UN Secretary General Ban Ki-moon testing water for S. Korean presidency

February 2, 2015
(AP Photo/Eraldo Pere)

(AP Photo/Eraldo Pere)

By Jung Min-ho

U.N. Secretary General Ban Ki-moon is testing the water to decide whether to run for the presidency in 2017, a source at the U.N. said Sunday.

“Everyone close to him is convinced that he will run for president,” a high-ranking U.N. official, who chose not to disclose his identity, told The Korea Times.

Kim Won-soo, a trusted advisor from Ban’s days at the Ministry of Foreign Affairs, is leading exploratory efforts, shuttling to and from Seoul, he said.

The official said that Kim spent more time in Seoul recently after speculation over Ban’s potential candidacy began last year.

“It’s almost impossible he won’t (run),” said the official. “Do you think after retirement he will come back to Korea and do nothing?”

Yet the risk of entering Korean politics as a former U.N. chief is great, said the source.

“Secretary General Ban is one of the world’s leaders,” said the official. “If he loses, the new president is not going to send him as an ambassador to Washington D.C. because he wouldn’t take such a job.”

The source added that Ban’s ambitious aides in overseas and domestic politics are expected to affect his decision.

Ban’s second five-year term as U.N. chief is scheduled to end in December 2016.

After his name made headlines here regarding a potential bid for the presidency, Ban’s office said in November the rumors that he might stand to become head of state were unfounded, and that such speculation could hamper his role as an impartial international leader.

Yet he did not clarify whether he would run for the Korean presidency.

Former heads of the U.N. often become powerful figures in domestic politics after gaining international recognition.

After serving as the fourth U.N. secretary general from 1972 to 1981, Kurt Waldheim was elected as president of Austria and was in office from 1986 to 1992. Boutros Boutros Ghali, the sixth U.N. secretary general, also quickly emerged as a presidential aspirant in 2011, when Egypt was in turmoil in the aftermath of the ousting of strongman Hosni Mubarak.

A survey conducted in December by local pollster Ace Research & Consulting Group showed that support for Ban was 38.7 percent, far ahead of his potential rivals Rep.
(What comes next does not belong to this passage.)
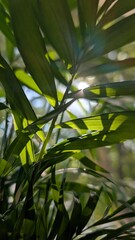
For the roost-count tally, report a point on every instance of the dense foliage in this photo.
(51, 187)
Moon Jae-in of the main opposition New Politics Alliance for Democracy (NPAD) with 9.8 percent, and Seoul Mayor Park Won-soon with 7.4 percent.

Without Ban, Park showed the highest level of support with 13.9 percent, followed by Moon (13.1 percent) and ruling Saenuri Party Chairman Kim Moo-sung (8.7 percent).

Lawmakers from both the ruling and main opposition parties have publicly discussed seeking Ban as their candidate, saying that his political orientation is more in sync with their policies.

Some experts say that people’s distrust of established politicians may be expressed in an outpouring of support for Ban, who has accumulated valuable experience by mediating various international conflicts as U.N. chief.

They say there is high public expectation of his potential ability to mitigate the nation’s deep-seated strife with neighboring countries, including North Korea.